Interaction Checker
Do Not Coadminister
Tenofovir-DF (TDF)
Emtricitabine/Tenofovir-DF (FTC/TDF, PrEP)
Quality of Evidence: Very Low
Summary:
Emtricitabine/tenofovir-DF should not be administered with additional tenofovir-DF. Coadministration of tenofovir-DF (300 mg once daily) and emtricitabine (200 mg once daily for 7 days) had no effect on tenofovir AUC, Cmax or Cmin; emtricitabine AUC and Cmax were unaltered and there was a 20% increase in Cmin (n=17).
Description:
Do Not Coadminister
Atazanavir/cobicistat (ATV/c)
Clopidogrel
Quality of Evidence: Low
Summary:
Coadministration of clopidogrel and boosted regimens has been evaluated in clinical studies.
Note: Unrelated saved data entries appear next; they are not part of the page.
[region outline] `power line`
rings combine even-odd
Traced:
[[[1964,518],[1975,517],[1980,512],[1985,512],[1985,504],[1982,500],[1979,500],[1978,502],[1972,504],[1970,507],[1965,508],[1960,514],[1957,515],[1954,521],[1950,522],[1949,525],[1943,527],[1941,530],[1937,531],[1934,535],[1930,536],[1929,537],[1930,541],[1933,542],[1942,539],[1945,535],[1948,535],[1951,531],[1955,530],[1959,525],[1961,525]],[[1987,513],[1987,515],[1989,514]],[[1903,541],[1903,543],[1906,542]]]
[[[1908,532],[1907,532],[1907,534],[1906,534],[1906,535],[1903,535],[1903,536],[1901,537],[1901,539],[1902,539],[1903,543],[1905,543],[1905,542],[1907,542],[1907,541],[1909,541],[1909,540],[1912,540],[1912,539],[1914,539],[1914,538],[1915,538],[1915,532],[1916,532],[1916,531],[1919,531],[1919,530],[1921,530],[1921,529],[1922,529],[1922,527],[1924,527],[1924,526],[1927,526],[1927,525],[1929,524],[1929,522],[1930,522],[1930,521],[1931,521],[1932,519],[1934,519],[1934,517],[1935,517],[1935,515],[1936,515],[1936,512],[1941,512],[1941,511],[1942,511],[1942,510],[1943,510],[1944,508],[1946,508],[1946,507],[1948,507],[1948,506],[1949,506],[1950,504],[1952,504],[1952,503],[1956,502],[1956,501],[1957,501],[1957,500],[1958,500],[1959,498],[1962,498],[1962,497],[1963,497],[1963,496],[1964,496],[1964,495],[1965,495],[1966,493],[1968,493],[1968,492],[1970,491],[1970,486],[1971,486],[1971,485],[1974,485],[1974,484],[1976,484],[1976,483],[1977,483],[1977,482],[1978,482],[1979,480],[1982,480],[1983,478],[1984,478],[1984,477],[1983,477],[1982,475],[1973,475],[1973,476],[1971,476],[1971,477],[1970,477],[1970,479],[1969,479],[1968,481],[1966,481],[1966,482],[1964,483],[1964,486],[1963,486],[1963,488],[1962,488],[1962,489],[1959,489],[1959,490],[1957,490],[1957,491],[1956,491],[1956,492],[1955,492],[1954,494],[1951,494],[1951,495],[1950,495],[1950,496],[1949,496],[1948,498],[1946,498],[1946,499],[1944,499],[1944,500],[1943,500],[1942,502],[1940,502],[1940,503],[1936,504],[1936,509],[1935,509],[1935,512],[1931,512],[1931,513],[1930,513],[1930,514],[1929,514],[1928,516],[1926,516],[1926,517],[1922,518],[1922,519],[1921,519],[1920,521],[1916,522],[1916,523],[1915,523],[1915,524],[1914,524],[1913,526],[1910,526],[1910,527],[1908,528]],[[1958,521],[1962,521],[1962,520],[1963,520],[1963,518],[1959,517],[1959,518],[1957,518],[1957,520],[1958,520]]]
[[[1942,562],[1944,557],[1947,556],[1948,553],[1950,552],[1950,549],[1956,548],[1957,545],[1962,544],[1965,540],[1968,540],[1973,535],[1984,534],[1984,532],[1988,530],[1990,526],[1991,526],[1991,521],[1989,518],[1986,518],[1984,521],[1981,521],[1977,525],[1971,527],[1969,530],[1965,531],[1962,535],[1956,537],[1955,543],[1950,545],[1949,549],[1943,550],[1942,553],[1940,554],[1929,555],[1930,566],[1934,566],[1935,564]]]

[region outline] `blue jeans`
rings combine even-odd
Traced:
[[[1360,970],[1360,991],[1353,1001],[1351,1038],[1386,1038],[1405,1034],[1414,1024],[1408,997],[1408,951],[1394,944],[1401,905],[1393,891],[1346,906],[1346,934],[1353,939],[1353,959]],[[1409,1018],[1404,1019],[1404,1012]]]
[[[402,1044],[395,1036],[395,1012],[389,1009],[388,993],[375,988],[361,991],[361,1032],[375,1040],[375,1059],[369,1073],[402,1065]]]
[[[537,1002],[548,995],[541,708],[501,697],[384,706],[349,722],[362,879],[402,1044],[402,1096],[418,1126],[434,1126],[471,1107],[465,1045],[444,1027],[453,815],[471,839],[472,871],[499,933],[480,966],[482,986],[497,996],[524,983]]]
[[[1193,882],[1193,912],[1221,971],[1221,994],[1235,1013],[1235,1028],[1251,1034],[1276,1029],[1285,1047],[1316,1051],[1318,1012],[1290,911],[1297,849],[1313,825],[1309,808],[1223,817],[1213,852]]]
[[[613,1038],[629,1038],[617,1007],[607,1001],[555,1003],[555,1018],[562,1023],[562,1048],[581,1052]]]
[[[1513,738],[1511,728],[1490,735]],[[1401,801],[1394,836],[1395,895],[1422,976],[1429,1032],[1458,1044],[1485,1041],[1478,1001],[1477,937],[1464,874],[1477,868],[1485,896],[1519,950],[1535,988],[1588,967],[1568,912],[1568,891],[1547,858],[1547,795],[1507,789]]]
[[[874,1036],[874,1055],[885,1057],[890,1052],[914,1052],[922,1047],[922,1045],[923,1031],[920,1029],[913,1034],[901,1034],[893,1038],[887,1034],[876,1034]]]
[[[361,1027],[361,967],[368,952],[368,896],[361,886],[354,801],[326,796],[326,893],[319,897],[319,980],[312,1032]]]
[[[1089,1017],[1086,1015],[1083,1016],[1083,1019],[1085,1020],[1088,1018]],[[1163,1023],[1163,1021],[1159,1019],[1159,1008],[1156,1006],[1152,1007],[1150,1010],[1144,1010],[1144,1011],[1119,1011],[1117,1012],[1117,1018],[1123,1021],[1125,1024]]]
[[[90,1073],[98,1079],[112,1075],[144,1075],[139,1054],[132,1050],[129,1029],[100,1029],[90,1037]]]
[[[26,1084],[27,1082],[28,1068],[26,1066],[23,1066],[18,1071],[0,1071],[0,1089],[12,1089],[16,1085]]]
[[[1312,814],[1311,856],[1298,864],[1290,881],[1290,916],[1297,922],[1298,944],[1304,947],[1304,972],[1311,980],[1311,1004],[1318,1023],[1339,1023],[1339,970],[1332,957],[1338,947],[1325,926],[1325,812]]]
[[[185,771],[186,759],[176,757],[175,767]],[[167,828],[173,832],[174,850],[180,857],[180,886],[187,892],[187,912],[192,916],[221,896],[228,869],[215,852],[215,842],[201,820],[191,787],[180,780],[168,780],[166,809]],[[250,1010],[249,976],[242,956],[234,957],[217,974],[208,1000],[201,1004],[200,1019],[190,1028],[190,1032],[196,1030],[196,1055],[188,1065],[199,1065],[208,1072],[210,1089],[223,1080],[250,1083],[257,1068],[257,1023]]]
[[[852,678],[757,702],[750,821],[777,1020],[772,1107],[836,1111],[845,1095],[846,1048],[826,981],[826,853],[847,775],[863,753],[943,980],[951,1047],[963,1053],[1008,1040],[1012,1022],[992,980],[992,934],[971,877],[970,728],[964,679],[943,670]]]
Clopidogrel is a prodrug and is converted to its active metabolite via CYPs 3A4, 2B6, 2C19 and 1A2. In HIV-positive subjects, the presence of a pharmacoenhancer (ritonavir n=8; cobicistat n=1) decreased the AUC and Cmax of clopidogrel’s active metabolite both by 69% when compared to values obtained in HIV-negative subjects (n=12). In HIV-negative subjects (n=12), coadministration of clopidogrel and ritonavir (100 mg twice daily) decreased the AUC and Cmax of clopidogrel’s active metabolite by 51% and 48%. Importantly, the decrease in clopidogrel’s active metabolite lead to insufficient inhibition of platelet aggregation in 44% of the patients treated with clopidogrel and ritonavir or cobicistat. Consistently, the study in HIV-negative subjects showed that the average inhibition of platelet aggregation was decreased from 51% (clopidogrel alone) to 31% (clopidogrel + ritonavir). Of interest, the study with HIV-infected patients showed a comparable decrease in prasugrel’s active metabolite AUC (52% decrease), however this decrease did not impair prasugrel’s antiplatelet effect. The differential impact on clopidogrel and prasugrel pharmacodynamics effect is in line with clinical observations. Early thrombosis of a coronary stent was reported in a patient treated with darunavir/ritonavir concomitantly with clopidogrel while subsequent replacement of clopidogrel by prasugrel did not lead to novel stent thrombosis episodes. Taken together these data suggest that given the risk of diminished clopidogrel response, prasugrel should be preferred in presence of boosted regimens, unless the patient has a clinical condition which contraindicates its use in which case an alternative antiplatelet agent should be considered.
Description:
Do Not Coadminister
Atazanavir/cobicistat (ATV/c)
Simvastatin
Quality of Evidence: Very Low
Summary:
Coadministration is contraindicated due to the potential for serious reactions such as myopathy including rhabdomyolysis. Simvastatin is metabolised by CYP3A4 and coadministration may increase concentrations.
Description:
Do Not Coadminister
Tenofovir-DF (TDF)
Emtricitabine/Tenofovir alafenamide (FTC/TAF)
Quality of Evidence: Very Low
Summary:
Descovy contains tenofovir alafenamide and therefore should not be administered with tenofovir-DF.
Description:
Do Not Coadminister
Emtricitabine/Tenofovir alafenamide (FTC/TAF)
Emtricitabine/Tenofovir-DF (FTC/TDF, PrEP)
Quality of Evidence: Very Low
Summary:
Emtricitabine/tenofovir-DF should not be administered with additional emtricitabine or with tenofovir alafenamide.
Description:
Potential Interaction
Emtricitabine/Tenofovir-DF (FTC/TDF, PrEP)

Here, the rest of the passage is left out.